Pakistani elections cannot be transparent under emergency rule
Pakistan’s upcoming elections will be a biased exercise and the country’s long-term path to democracy and accountability risks serious derailment if the enforced state of emergency and the suspension of the country’s constitution continue, said Transparency International (TI), calling on the government of Pakistan to restore the constitution, judicial independence, freedom of the press and the right to assembly.
“Holding elections on schedule is a positive development, but fair and transparent campaigns and elections are not possible without the guarantee of fundamental rights“, said Huguette Labelle, Chair of Transparency International.
Looking beyond just the upcoming elections, Transparency International noted that judicial independence has been severely compromised by political interference from the executive. “An incapacitated judiciary is no longer able to check government impunity and hold leaders accountable for their actions,” said Pascal Fabie, Regional Director for the Asia Pacific. “With the suspension of the constitution and a muzzled judiciary, the country is more vulnerable to abuse of power because there is no rule of law.”
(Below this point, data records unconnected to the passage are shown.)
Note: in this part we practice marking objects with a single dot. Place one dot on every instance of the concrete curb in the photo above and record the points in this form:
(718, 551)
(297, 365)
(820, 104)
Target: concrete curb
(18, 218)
The current state of emergency in Pakistan has hampered independent reporting, undermining journalists’ ability to report on candidates running for office. Specifically, it is difficult to ensure any accountability on campaign pledges or insight into campaign financing. The ban on public assembly further inhibits transparent, participatory election campaigns.
“All candidates and parties, across the political spectrum and including the opposition, must be open about their record and their agenda, and need to answer questions from the public and the media. This is an essential part of transparent campaigning and is currently impossible under emergency rule,” said Labelle.
Since the attempted dismissal of Chief Justice Iftikhar Muhammad Chaudhry, in March 2007, lawyers and judges in Pakistan have sought to shine a light on judicial integrity and independence in the country. Under the provisional constitutional emergency order, many lawyers, activists and opposition leaders have been detained or are being held under house arrest. Transparency International, the global anti-corruption coalition, with national chapters in almost 100 countries, asks for their immediate release.
Transparency International is the civil society organisation leading the fight against corruption.
Note to editors:
Pakistan ranked 138 out of 180 countries in TI’s 2007 Corruption Perceptions Index.
In 2007 Transparency International released the landmark Global Corruption Report with a special focus on corruption in the judiciary and has campaigned vigorously against judicial corruption.